Coincidências do destino?! Puro acaso?! Falta de sorte ou de cuidado?! Fato é que nunca consegui ter um cachorro que morresse de velho. Como nao acredito em coincidências nem no destino, sou um cara de sorte e os caes lá de casa sempre foram tratados a pao de ló, prefiro pensar no Sr. Acaso como explicacao para mais um que se vai. O quinto elemento.

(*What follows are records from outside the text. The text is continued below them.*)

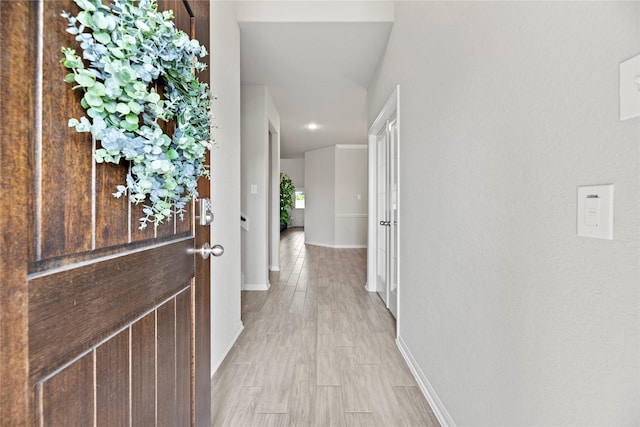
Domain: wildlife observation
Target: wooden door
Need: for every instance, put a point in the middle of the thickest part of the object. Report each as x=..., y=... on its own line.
x=100, y=323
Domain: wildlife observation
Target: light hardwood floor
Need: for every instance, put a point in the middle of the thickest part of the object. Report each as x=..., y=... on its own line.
x=317, y=350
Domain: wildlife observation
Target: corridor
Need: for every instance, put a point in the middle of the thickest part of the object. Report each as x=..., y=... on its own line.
x=317, y=349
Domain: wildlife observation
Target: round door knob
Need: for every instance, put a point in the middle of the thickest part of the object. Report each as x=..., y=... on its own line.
x=206, y=250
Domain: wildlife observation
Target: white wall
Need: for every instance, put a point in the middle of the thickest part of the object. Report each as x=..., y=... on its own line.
x=259, y=116
x=506, y=108
x=295, y=169
x=225, y=185
x=336, y=196
x=315, y=11
x=351, y=196
x=319, y=178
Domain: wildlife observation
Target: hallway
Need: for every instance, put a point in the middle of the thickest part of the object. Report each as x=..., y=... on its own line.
x=317, y=349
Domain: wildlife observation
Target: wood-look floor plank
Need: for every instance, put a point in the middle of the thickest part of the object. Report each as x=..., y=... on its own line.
x=302, y=399
x=329, y=410
x=317, y=349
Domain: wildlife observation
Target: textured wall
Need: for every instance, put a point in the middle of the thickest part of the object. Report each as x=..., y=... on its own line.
x=507, y=107
x=258, y=116
x=319, y=178
x=225, y=187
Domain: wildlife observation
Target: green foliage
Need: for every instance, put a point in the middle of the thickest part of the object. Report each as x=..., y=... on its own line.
x=286, y=198
x=131, y=48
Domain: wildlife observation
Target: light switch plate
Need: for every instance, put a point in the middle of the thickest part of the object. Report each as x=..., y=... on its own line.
x=595, y=211
x=630, y=88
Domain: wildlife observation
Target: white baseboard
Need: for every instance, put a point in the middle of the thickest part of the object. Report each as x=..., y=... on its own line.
x=437, y=406
x=256, y=287
x=216, y=364
x=324, y=245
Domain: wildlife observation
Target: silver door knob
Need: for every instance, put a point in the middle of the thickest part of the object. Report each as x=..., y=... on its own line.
x=206, y=250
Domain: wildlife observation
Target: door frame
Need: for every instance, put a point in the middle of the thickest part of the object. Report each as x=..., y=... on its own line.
x=391, y=107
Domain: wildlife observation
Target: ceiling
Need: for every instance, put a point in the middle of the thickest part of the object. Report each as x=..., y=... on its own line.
x=315, y=72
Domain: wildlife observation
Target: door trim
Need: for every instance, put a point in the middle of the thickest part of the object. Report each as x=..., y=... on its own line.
x=391, y=107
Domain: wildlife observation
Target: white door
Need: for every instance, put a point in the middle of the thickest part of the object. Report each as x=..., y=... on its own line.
x=387, y=214
x=382, y=231
x=383, y=273
x=392, y=208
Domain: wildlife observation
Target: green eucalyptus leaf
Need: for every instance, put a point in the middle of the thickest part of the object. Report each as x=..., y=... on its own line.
x=142, y=45
x=134, y=107
x=132, y=118
x=85, y=79
x=110, y=106
x=92, y=100
x=86, y=5
x=116, y=52
x=97, y=89
x=123, y=109
x=85, y=18
x=153, y=98
x=102, y=37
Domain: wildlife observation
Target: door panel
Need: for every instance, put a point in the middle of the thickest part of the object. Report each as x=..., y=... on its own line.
x=392, y=206
x=387, y=214
x=99, y=322
x=382, y=216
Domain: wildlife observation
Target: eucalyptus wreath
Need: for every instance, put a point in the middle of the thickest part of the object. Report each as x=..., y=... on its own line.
x=131, y=50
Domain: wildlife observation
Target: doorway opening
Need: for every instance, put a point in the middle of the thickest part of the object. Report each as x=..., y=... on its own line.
x=384, y=201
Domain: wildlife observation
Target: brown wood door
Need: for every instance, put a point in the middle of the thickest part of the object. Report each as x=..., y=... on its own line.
x=100, y=323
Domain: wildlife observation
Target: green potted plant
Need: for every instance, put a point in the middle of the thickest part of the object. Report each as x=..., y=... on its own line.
x=287, y=190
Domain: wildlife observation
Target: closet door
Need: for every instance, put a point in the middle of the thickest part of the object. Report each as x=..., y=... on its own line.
x=387, y=214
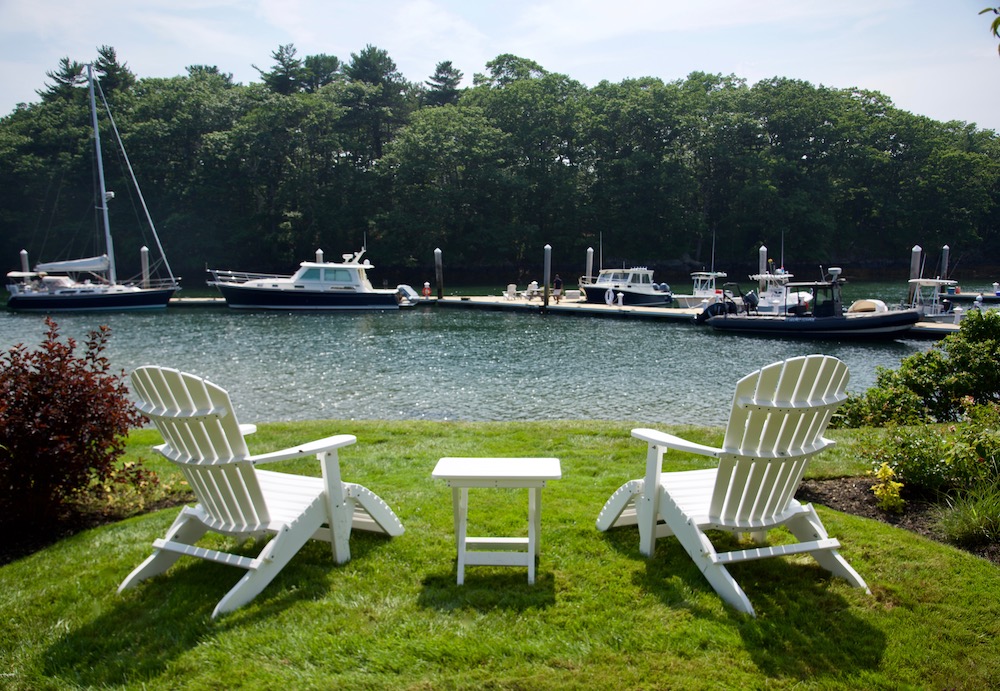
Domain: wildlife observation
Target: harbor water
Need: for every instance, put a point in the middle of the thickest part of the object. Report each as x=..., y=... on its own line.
x=436, y=363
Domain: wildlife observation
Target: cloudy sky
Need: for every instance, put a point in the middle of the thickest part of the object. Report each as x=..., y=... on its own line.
x=931, y=57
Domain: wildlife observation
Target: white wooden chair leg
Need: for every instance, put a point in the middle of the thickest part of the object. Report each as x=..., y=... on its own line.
x=340, y=508
x=647, y=506
x=278, y=552
x=807, y=527
x=186, y=528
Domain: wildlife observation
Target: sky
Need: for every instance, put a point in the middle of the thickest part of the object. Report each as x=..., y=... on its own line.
x=931, y=57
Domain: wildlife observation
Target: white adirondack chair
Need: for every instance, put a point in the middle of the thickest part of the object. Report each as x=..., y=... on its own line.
x=203, y=437
x=777, y=422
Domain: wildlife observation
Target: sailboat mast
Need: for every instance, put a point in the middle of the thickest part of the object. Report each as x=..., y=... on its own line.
x=103, y=199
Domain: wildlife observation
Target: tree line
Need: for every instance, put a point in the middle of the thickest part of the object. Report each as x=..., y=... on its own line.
x=324, y=153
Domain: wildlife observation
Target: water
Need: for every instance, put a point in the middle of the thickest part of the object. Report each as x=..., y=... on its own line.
x=452, y=364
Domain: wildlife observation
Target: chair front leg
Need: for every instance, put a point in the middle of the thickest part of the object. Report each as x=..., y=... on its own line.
x=647, y=505
x=339, y=507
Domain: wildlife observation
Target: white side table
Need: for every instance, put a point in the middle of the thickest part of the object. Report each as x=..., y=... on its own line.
x=463, y=473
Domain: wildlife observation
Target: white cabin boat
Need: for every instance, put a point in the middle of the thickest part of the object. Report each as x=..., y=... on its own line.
x=703, y=290
x=317, y=285
x=635, y=286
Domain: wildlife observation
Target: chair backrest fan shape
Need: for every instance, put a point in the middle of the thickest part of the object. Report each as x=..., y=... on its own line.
x=202, y=436
x=777, y=422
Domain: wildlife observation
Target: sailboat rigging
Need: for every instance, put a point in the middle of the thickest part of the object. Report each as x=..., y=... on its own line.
x=59, y=286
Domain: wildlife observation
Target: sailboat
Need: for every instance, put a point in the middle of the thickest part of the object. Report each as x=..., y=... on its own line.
x=92, y=283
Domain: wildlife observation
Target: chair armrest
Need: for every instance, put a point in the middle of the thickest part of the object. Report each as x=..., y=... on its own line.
x=657, y=438
x=313, y=447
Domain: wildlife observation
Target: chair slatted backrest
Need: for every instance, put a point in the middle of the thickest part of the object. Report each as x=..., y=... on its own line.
x=777, y=422
x=203, y=437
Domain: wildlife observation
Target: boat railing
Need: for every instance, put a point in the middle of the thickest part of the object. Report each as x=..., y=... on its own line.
x=155, y=283
x=227, y=276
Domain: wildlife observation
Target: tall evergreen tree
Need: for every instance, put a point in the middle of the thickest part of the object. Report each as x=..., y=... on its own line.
x=288, y=73
x=65, y=79
x=319, y=70
x=114, y=76
x=442, y=87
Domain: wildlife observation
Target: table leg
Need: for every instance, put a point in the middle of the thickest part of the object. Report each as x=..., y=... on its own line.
x=534, y=528
x=460, y=501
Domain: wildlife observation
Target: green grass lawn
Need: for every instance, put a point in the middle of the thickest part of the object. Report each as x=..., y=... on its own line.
x=600, y=616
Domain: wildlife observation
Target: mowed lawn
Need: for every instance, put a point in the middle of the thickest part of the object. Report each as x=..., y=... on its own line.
x=600, y=615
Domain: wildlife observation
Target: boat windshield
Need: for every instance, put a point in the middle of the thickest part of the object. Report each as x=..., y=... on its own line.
x=613, y=277
x=337, y=276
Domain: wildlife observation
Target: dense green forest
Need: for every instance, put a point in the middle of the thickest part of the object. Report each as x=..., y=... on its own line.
x=324, y=153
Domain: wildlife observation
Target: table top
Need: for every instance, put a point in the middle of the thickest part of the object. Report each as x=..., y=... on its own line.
x=508, y=469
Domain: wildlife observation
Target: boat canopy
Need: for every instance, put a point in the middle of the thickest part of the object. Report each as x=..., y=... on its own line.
x=100, y=263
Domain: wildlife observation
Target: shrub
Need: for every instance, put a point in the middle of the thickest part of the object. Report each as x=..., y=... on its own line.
x=934, y=459
x=973, y=517
x=935, y=386
x=63, y=422
x=886, y=489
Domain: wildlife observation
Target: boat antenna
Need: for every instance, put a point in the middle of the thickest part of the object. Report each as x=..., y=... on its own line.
x=103, y=199
x=135, y=184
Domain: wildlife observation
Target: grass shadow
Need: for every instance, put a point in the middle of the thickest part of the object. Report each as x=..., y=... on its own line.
x=146, y=628
x=488, y=590
x=804, y=628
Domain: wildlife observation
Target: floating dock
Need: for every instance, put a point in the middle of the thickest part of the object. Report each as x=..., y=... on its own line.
x=576, y=307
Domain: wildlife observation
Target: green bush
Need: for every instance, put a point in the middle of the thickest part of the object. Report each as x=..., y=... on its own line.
x=937, y=385
x=931, y=460
x=972, y=517
x=63, y=422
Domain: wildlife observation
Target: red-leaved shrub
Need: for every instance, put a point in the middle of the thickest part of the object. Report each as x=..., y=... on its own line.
x=63, y=423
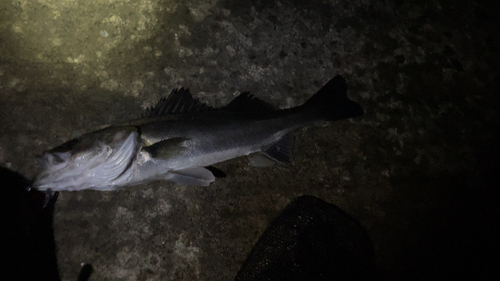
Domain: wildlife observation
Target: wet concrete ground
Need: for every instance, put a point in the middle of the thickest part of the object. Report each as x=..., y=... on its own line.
x=418, y=170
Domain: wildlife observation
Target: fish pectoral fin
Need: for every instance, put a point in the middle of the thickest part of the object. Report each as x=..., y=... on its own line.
x=166, y=149
x=197, y=176
x=281, y=150
x=260, y=160
x=218, y=173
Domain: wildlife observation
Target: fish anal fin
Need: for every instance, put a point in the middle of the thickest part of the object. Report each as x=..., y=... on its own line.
x=197, y=176
x=260, y=160
x=281, y=150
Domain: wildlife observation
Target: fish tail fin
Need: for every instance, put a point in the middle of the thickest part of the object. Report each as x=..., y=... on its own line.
x=331, y=103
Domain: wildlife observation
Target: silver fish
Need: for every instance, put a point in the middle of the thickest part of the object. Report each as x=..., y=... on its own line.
x=180, y=137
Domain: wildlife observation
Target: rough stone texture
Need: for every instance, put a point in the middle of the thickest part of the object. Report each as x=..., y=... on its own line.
x=415, y=170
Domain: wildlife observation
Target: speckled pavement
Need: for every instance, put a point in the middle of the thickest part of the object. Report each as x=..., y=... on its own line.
x=416, y=170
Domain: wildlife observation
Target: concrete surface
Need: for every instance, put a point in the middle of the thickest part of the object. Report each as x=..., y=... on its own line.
x=416, y=170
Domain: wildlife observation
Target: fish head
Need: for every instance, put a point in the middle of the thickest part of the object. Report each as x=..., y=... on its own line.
x=98, y=160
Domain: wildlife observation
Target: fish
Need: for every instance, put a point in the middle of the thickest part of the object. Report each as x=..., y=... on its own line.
x=180, y=138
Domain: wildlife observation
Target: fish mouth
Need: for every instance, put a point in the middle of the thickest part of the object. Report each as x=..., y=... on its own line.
x=102, y=167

Primeiro foi a Tiane, mezzo dálmata mezzo Akita, aquela raca perigosa japonesa. Era pequenina, branca com as pintinhas características dos dálmatas, mas com algumas pernas pretas. Parecia estar usando uma calca negra colada ao corpo. Chegou de mansinho, no colo do Rato, como experiência. Ficou quase dez anos entre tantas idas e vindas da Pampulha pra Lagoa Santa até que fixou residência definitivamente na última por gostar da casa e do clima ameno da regiao. Fazia bem ao seu pelo e humor. Ia nos meus pés e do vovô Pedro, no banco da frente na Belina apertada do Guidao. A de número 3, cor champagne. Vovô ás vezes reclamava, mas no fundo gostava da cadelinha. Era espertíssima. Vivia cavando buracos nos taludes de grama. Deveria ser engenheira do metrô de SP tamanhos foram os túneis cavados. Vivia sozinha e feliz nos seus 5.350 metros quadrados até que... resolveu pular a cerca, literalmente. Conheceu Peter, um Weimaraner morador da rua C na casa do Fernando Lana. Ao vê-lo nao teve dúvidas. Forneceu sem dó ali na cerca de arame mesmo para delirio próprio e de seus donos.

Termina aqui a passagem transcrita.